Organic and local on the winter menu

greens

Local mixed greens with organic beets and goat cheese

If you live in the Delaware River Valley — or any place with four seasons — you know it’s more challenging to eat local and organic in the dead of January. Of course, if you’ve been industrious and built yourself a greenhouse or a few hoop houses, you can enjoy year-round produce local to your backyard. But for everyone else, a sustainable winter meal can take a bit of planning.

Doing the best you can

In late summer and early fall, the abundance of fresh, local and organic produce can make you feel like the proverbial kid in the candy store. The bounty of your garden, the variety at the farmers’ markets, the charm of tiny roadside stands where the produce is garden-grown and the purchase is made on the “honor system”… .  Before you know it, you’ve bought enough produce to feed an army.

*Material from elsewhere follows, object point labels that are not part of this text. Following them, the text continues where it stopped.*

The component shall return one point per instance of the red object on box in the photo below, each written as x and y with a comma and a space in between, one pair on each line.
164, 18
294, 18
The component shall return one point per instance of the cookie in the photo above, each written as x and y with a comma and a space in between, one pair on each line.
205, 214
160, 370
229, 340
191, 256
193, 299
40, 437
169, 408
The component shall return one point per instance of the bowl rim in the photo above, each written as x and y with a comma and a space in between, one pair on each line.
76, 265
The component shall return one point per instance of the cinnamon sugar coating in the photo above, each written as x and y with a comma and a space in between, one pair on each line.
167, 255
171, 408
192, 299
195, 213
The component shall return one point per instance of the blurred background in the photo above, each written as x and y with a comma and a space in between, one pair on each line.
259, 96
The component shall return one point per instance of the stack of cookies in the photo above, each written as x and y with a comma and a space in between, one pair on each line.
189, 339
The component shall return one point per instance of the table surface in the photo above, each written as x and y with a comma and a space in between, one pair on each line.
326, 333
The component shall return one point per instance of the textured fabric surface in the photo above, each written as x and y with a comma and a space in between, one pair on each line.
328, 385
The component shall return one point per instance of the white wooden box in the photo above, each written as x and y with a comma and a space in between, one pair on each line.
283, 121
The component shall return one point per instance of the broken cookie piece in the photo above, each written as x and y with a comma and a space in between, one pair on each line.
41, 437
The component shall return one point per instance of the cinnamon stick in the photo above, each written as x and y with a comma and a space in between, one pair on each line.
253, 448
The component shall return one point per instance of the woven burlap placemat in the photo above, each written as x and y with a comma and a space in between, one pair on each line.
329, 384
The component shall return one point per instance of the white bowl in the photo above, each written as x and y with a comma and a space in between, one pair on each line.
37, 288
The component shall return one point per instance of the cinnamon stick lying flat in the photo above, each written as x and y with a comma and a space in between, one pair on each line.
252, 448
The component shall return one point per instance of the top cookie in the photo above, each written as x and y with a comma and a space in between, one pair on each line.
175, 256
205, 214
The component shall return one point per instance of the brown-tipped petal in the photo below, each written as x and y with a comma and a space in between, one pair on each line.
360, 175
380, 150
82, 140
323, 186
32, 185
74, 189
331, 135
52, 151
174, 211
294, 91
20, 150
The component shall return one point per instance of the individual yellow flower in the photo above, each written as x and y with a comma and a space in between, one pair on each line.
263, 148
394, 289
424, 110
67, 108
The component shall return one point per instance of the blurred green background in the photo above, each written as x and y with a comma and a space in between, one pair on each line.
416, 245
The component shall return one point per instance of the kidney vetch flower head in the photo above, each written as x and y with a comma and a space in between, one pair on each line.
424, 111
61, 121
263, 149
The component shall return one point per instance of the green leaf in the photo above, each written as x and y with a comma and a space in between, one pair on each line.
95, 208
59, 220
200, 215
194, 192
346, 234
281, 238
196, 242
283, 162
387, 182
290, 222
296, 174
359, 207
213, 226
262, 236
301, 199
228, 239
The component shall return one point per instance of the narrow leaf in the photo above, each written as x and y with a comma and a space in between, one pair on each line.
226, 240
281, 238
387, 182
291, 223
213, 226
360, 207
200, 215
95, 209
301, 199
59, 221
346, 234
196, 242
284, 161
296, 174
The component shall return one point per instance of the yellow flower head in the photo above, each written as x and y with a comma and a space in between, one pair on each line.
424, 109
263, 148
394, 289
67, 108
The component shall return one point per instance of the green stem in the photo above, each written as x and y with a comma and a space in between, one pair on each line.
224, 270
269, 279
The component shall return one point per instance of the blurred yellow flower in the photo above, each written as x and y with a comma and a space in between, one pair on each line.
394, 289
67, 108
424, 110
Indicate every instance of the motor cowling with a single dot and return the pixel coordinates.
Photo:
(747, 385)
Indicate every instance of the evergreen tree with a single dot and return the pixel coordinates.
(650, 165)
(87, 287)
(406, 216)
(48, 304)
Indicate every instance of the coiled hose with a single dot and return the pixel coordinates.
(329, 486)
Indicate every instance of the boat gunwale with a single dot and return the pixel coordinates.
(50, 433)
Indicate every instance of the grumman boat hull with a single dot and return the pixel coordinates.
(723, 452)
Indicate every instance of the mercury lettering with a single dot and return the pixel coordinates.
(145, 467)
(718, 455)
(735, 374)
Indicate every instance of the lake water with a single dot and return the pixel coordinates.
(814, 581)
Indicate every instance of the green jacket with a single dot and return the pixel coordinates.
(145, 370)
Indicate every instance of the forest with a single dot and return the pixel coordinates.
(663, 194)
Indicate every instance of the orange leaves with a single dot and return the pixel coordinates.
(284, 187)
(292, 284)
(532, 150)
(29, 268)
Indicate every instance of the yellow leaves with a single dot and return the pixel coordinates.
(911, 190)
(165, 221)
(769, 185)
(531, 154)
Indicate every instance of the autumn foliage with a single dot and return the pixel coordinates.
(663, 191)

Then the cold sets in and the choices dwindle quickly. You think back to the previous winter, when it seemed like the best you could do sometimes was to purchase store-brand organic from California. You weren’t happy about the carbon footprint of that purchase. But, then again, you could have bought non-organic, non-local food — exactly what most people do all year long.

Sure, in a perfect world, we’d eat only local, organic, in-season food. But in this imperfect one, we can make a difference by making the best choices available.

Eating sustainably in the Delaware River Valley

Thanks to our local farmers, there’s actually a surprising amount of local food available year round, including some that’s organic. Here are just a few local resources:

  • Meats & poultry — None Such Farm Market, Buckingham, PA; Highland Gourmet and Tullamore Farms, Stockton Market, Stockton, NJ
  • Organic duck — Milk House Farm Market, Stockton Market
  • Lettuce — Organic, Blue Moon Acres, Buckingham, PA; hydroponic, Maximuck’s Farm Market, Doylestown, PA; spray-free, Milk House Farm Market at Stockton Market, Stockton, NJ
  • Milk — Hormone and antibiotic-free, Maximuck’s and Fairview Farm, Pineville, PA; raw milk, Fulper Farms, Stockton Market
  • Tomatoes — Hydroponic, Maximuck’s
  • Cheese — Valley Shepherd Creamery and Fulper Farms, Stockton Market
  • Apples — Solebury Orchard, Solebury, PA
  • Eggs — Milk House Farm Market, Stockton Market; www.eggzy.net, Rick’s Egg Farm, Kintnersville, PA

Learn more about the Stockton Market at: http://stocktonfarmmarket.com/index.php/vendors

Find more local food under the Local Resources tab: Farm Fresh Food.

Organic options

Some of the above is organic or sustainably grown/raised. But there’s a lot you won’t find locally (organic or not) at this time of year. When local just isn’t an option, the carbon footprint issue gets murky. Again, in a perfect world, we’d limit our footprint on everything we eat. But if the choice is between non-local, non-organic and non-local organic — and you really need or want the item — organic would seem to easily trump the alternative. You can find a lot more organic at the supermarket these days. Better yet, you can buy organic at farm-owned groceries. The items you buy may not be local, but your purchase still helps support your local farmer and the local economy.

Trying to live sustainably is an imperfect art. The key is making conscious choices, one at a time.